На дворе ещё ночь. Траурно-волшебная сибирская ночь. В свете дальнего фонаря роятся снежные пчёлы. Они повсюду. Они больно жалят меня в лицо и в руки. Тело заранее ёжится от избытка остекленевшей тьмы, зовёт обратно, в тепло. Но чем больше жалоб от плоти, тем упрямей становится мысль о необходимости идти вперёд.
Вот и ограда. Пытаюсь выйти. Калитка не поддаётся, занесена по горло жгучим тёмно-лиловым снегом. По-хорошему надо бы взять лопату, расчистить калитку и прокопать дорожки – от домашней двери до сортира и на улицу. Только не сегодня. Как тать, я перелажу через хлипкий дощатый забор, прыгаю в сугроб. Мне кажется, что хозяйка стоит и смотрит на меня в сумерках комнаты, с той стороны окна. Хуже, если смотрит и улыбается, страшнее…
Иду по улице. Пальцы рук коченеют, совесть безмолвствует. Что дальше?.. Посёлок досматривает последние сны. Над крышами домов чернеют остывшие к утру печные трубы, из которых вот-вот начнёт куриться ароматный древесный дым. Кое-где уже затеплились окна жёлтым уютным светом. Жаворонки проснулись, чтобы почистить снег и накормить собак. Приятно, наверное, работяге после трудовой недели так вот раненько встать, выйти во двор покурить, медленно сознавая, втягивая носом вместе с морозным духом сладость и быстротечность воскресного дня.

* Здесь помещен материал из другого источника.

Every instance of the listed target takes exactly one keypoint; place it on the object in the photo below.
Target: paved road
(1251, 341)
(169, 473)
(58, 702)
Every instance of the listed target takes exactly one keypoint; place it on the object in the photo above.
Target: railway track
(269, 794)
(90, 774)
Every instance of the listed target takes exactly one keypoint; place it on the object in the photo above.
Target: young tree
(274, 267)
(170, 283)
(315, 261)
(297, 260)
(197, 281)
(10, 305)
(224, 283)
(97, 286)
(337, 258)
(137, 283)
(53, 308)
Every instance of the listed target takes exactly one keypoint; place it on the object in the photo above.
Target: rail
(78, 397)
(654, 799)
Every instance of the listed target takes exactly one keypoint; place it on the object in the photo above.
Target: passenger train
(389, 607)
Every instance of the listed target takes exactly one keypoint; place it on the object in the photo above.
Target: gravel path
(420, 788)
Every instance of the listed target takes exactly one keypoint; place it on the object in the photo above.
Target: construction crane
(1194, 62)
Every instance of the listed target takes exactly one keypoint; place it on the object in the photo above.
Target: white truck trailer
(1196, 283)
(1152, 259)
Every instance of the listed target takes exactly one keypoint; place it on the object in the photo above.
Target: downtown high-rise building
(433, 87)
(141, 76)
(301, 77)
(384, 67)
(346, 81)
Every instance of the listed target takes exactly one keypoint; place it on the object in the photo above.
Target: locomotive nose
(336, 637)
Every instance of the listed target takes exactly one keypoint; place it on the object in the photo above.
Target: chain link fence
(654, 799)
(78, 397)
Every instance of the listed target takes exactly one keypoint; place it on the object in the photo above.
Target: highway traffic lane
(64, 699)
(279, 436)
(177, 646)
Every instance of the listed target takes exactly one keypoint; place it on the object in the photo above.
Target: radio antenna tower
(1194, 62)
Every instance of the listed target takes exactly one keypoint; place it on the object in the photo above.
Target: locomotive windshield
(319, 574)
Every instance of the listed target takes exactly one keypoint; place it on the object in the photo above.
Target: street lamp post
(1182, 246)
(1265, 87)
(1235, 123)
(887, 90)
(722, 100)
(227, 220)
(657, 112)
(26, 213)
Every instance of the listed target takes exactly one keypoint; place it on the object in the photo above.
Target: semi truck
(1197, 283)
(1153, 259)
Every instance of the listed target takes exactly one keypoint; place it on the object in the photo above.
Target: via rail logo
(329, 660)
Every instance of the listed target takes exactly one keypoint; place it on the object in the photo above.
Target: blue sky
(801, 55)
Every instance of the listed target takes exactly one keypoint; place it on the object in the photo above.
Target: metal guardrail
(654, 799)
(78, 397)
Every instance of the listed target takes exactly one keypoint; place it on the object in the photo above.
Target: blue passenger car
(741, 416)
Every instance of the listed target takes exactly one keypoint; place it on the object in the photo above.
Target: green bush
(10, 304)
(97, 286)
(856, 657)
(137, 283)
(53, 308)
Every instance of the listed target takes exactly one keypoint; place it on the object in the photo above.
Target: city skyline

Скольжу стёртыми подошвами по льду, ощущая мерзкую влагу подмоченных снегом носков. Обувь самая дешёвая, купленная на старом рынке в прошлом году. Жаль выкидывать как память о первой стипендии, да и на новые – где денег взять? Перехожу улицу. Фонари напряжённо разглядывают съеденный шинами, оголившийся местами асфальт. Кругом никого. Совсем скоро в конце посёлка, за одиноким тополем, появится “кулёк”: в прошлом – культпросветучилище, а ныне – колледж культуры, где уже полтора года я учусь на театральном отделении. Красим декорации, показываем зверей, корчим из себя гениев. Зачем учусь – непонятно. “Ученье – свет, а неученье – культпросвет”, – шутят старожилы. Надо было куда-то поступать после школы, а в армию, мягко говоря, не хотелось. Ну да, а ещё – чтобы оправдать, так сказать, надежды пьяницы и неудачника, руководителя школьного театрального кружка Петра Евгеньича. Спасибо ему, конечно. Переехал в другой город – большой, “престижный” сравнительно с тем городком, где я вырос. Оторвался хилыми корешками от родительской земли, да здесь что-то не прижился. Может, рано ещё, а может, не судьба.
Ночь отступает. Город обретает привычные геометрические формы. Заметил: как ни старайся, всегда упускаешь тот мистический миг, когда тьма растворяется в воздухе и оттуда же проступает тихий, но всеобъемлющий свет. Словно кто-то невидимый на мгновение помрачает твой ум, чтобы уберечь тайну.
Справа различаю торец бывшего детдома, мрачно зияющего из темноты окнами-глазницами. Здание старое. Чем древнее и мутнее история здания, тем оно притягательнее. Говорят, прежде тут была женская тюрьма, а до тюрьмы – госпиталь, в войну. Теперь рядом с домом аккуратно, штабелями сложены стройматериалы: сайдинг, доски, кирпич. Чудится что-то отвратительно-яркое и полезное: банк или супермаркет… Впрочем, какое мне дело до всего этого?
Останавливаюсь напротив музыкального корпуса. Всего их два. Этот, кирпичный, похожий на казарму, сляпанный когда-то самими студентами. И главный, салатовый, в три этажа, отсюда его не видно. Стою курю. Ноги коченеют под летними джинсами, тело подрагивает в лёгких конвульсиях – это от худобы. Долго гляжу в коридорную тьму сквозь окно музкорпуса, что-то должен вспомнить и предпринять… Ну да, точно: Колян-трубач. Сегодня ведь его дежурство. Идти мне некуда. Обратно я точно не пойду, кафе до девяти закрыты, надо что-то делать.
Стучу в окно. Оглядываюсь по сторонам. Меня не покидает мания преследования. Внутренне я готов увидеть силуэт хозяйки с лопатой, надвигающийся из молочных сумерек улицы.